A robot prototype created to act as an assistant for Cork teenager Joanne O’Riordan, who was born without arms or legs, has passed a UN inspection by the secretary general of the International Telecommunication Union (ITU).
Dr Hamadoun I Touré was introduced to Robbie the Robot today, Friday, at a special event in Trinity College Dublin (TCD).
O’Riordan has a rare condition called tetra amelia and, in 2011, publicly confronted the then-newly elected Taoiseach Enda Kenny, TD, on cuts to disability funding, prompting the Government to reverse its decision.
Hailed as a hero in Ireland, O’Riordan gained further attention with an appearance on The Late Late Show that same year and, in April 2012, addressed an ITU delegation for ‘Girls in ICT Day’ in New York. It was here that she issued a challenge to engineers to build her a robot that would be able to assist her day-to-day, particularly to pick up things she has dropped.
A team at TCD’s School of Engineering led by assistant professor Kevin Kelly took up the challenge and, in an intensive three-month development period, created Robbie.
“The research in autonomous robots and gripping technology that we were engaged in at Trinity seemed an ideal match for what Joanne was asking for. I got in touch with Joanne and her family and we began discussing how we could help,” said Kelly.

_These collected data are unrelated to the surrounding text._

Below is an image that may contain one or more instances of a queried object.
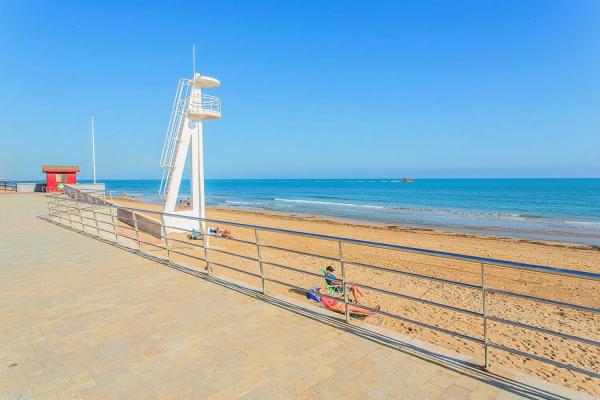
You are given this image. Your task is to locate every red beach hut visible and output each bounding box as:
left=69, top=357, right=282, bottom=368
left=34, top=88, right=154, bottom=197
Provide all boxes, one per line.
left=42, top=165, right=80, bottom=192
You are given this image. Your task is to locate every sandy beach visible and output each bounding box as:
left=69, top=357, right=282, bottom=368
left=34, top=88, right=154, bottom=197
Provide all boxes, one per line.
left=111, top=198, right=599, bottom=396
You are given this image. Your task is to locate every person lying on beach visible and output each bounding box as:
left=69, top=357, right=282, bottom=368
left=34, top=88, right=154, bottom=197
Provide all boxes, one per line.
left=186, top=228, right=202, bottom=240
left=307, top=288, right=380, bottom=316
left=209, top=226, right=233, bottom=239
left=186, top=227, right=233, bottom=240
left=322, top=266, right=364, bottom=300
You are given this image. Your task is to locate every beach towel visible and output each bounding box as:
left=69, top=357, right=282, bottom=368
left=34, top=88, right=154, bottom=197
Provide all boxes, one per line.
left=306, top=287, right=322, bottom=305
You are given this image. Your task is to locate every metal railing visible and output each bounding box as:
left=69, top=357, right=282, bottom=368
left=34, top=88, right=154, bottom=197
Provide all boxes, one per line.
left=43, top=190, right=600, bottom=383
left=0, top=180, right=17, bottom=191
left=159, top=78, right=190, bottom=199
left=189, top=93, right=221, bottom=116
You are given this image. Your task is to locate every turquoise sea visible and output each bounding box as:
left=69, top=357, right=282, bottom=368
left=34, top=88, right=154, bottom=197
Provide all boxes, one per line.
left=85, top=178, right=600, bottom=245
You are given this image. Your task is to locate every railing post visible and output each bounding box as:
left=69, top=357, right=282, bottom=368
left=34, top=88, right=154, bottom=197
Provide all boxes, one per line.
left=92, top=202, right=100, bottom=237
left=133, top=212, right=141, bottom=251
left=55, top=195, right=65, bottom=225
left=63, top=195, right=74, bottom=228
left=255, top=229, right=266, bottom=294
left=111, top=206, right=119, bottom=243
left=46, top=195, right=52, bottom=219
left=202, top=222, right=211, bottom=275
left=161, top=214, right=170, bottom=259
left=47, top=195, right=55, bottom=221
left=74, top=196, right=83, bottom=231
left=482, top=262, right=489, bottom=370
left=61, top=195, right=68, bottom=226
left=58, top=195, right=66, bottom=224
left=340, top=241, right=350, bottom=323
left=52, top=196, right=58, bottom=221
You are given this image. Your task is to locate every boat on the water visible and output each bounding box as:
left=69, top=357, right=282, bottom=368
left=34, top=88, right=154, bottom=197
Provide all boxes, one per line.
left=401, top=178, right=414, bottom=183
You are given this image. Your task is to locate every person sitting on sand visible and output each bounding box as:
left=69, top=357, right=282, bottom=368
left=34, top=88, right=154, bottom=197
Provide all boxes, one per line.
left=307, top=288, right=380, bottom=315
left=323, top=265, right=364, bottom=299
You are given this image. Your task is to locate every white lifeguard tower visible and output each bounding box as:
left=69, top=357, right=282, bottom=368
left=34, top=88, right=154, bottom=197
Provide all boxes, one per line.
left=159, top=48, right=221, bottom=233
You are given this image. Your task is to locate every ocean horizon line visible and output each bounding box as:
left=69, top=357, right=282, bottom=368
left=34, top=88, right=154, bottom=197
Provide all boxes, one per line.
left=76, top=177, right=600, bottom=181
left=59, top=177, right=600, bottom=246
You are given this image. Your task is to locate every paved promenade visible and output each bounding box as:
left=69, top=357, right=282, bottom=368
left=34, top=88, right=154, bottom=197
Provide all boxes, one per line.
left=0, top=194, right=583, bottom=399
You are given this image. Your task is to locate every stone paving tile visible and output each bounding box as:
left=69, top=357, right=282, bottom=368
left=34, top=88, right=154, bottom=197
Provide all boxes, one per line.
left=443, top=384, right=472, bottom=400
left=0, top=194, right=583, bottom=399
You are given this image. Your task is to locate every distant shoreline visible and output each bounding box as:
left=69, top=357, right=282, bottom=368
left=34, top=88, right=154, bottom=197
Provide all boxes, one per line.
left=211, top=205, right=600, bottom=247
left=116, top=198, right=600, bottom=247
left=113, top=197, right=600, bottom=254
left=99, top=178, right=600, bottom=246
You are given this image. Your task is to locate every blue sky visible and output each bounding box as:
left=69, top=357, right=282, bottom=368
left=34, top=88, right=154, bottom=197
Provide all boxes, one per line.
left=1, top=0, right=599, bottom=180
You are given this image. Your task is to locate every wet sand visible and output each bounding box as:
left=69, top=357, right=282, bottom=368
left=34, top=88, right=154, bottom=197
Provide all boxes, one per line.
left=114, top=199, right=600, bottom=396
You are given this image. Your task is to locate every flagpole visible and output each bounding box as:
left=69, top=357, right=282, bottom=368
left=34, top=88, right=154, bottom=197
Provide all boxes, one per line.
left=91, top=114, right=96, bottom=184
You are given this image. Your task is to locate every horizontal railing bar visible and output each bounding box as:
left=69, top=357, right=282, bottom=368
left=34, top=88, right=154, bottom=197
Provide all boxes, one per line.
left=487, top=316, right=600, bottom=347
left=116, top=224, right=137, bottom=232
left=164, top=236, right=205, bottom=249
left=345, top=300, right=484, bottom=345
left=347, top=280, right=483, bottom=317
left=50, top=209, right=69, bottom=215
left=89, top=212, right=114, bottom=219
left=488, top=342, right=600, bottom=379
left=116, top=214, right=157, bottom=225
left=158, top=224, right=191, bottom=234
left=344, top=260, right=480, bottom=290
left=167, top=248, right=207, bottom=263
left=79, top=222, right=100, bottom=231
left=137, top=239, right=168, bottom=251
left=48, top=193, right=600, bottom=282
left=96, top=227, right=116, bottom=235
left=96, top=221, right=116, bottom=229
left=488, top=288, right=600, bottom=314
left=260, top=244, right=340, bottom=263
left=263, top=276, right=306, bottom=292
left=209, top=261, right=262, bottom=279
left=262, top=260, right=331, bottom=279
left=207, top=247, right=259, bottom=263
left=159, top=226, right=257, bottom=247
left=201, top=234, right=257, bottom=246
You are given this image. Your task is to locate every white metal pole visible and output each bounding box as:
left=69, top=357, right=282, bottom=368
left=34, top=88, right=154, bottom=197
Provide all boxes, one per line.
left=192, top=44, right=196, bottom=78
left=91, top=114, right=96, bottom=184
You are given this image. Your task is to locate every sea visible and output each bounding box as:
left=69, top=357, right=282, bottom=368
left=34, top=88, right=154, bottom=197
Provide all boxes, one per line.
left=82, top=178, right=600, bottom=246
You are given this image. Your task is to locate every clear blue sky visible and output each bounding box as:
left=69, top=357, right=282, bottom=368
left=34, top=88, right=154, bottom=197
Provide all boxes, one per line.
left=1, top=0, right=599, bottom=180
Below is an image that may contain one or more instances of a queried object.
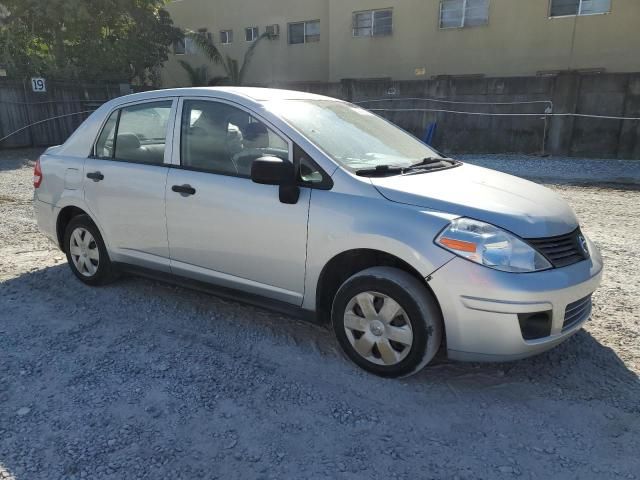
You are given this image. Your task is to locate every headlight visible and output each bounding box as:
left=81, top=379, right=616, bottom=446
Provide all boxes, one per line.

Robbie’s head is made from 3D-printed plastic and his ‘face’ is an enclosed 7-inch LCD. The team designed an anthropomorphic look for Robbie to make it easier for O’Riordan and others to engage with him. His face can express happiness, sadness and surprise, and his continuous blinking is a signal that everything’s functioning fine.
The robot’s body is built from aluminium, carbon fibre and plastic, housing rechargeable lithium-polymer batteries, three computers, high-torque motors and gearboxes, air compressors and regulators, sensors and communications hardware. The team has even created an iPad control interface for O’Riordan, which includes voice control. Robbie’s head is eye level with O’Riordan as she is positioned in her wheelchair, but he can also extend to a standing position.
To enable Robbie to pick up fallen objects, the TCD team adapted an idea from researchers at Cornell University in Ithaca, New York. A balloon filled with coffee granules is inflated with air so it can conform to any shape, be it a smartphone or a pencil. When the air is sucked out, the granules lock the ‘hand’ around the object and, when the arm reaches an appropriate position, it is released.
Moving on from the prototype
Robbie is still just a prototype and more work needs to be done before the robot can be used outside the test environment, but the TCD engineering team hopes to gain the financial support to follow this project through to completion.
“The prototype is just the first step on the journey, but we’ve designed it in a manner that will allow us to develop and extend the capability in any future generations of Robbie,” said Kelly.
“To get as far as we’ve done in this time is a tribute to the energy and ability of the team. It has been immensely hard work but sometimes you just have to do the right thing, and ultimately the reward is the satisfaction of seeing something like we have today,” he added.
Robbie’s development has been supported by a donation of €50,000 from the ITU. “Joanne’s courage and energy are formidable – and her enthusiasm for the power of information and communication technologies to help her overcome her challenges and engage with the world around her is truly inspiring,” said Touré.
“ITU undertakes a lot of work in the areas of empowering young girls and promoting ICTs for accessibility – but it took Joanne to show us all the vital importance of these efforts. ITU is very proud indeed to have been a part of this pioneering project.”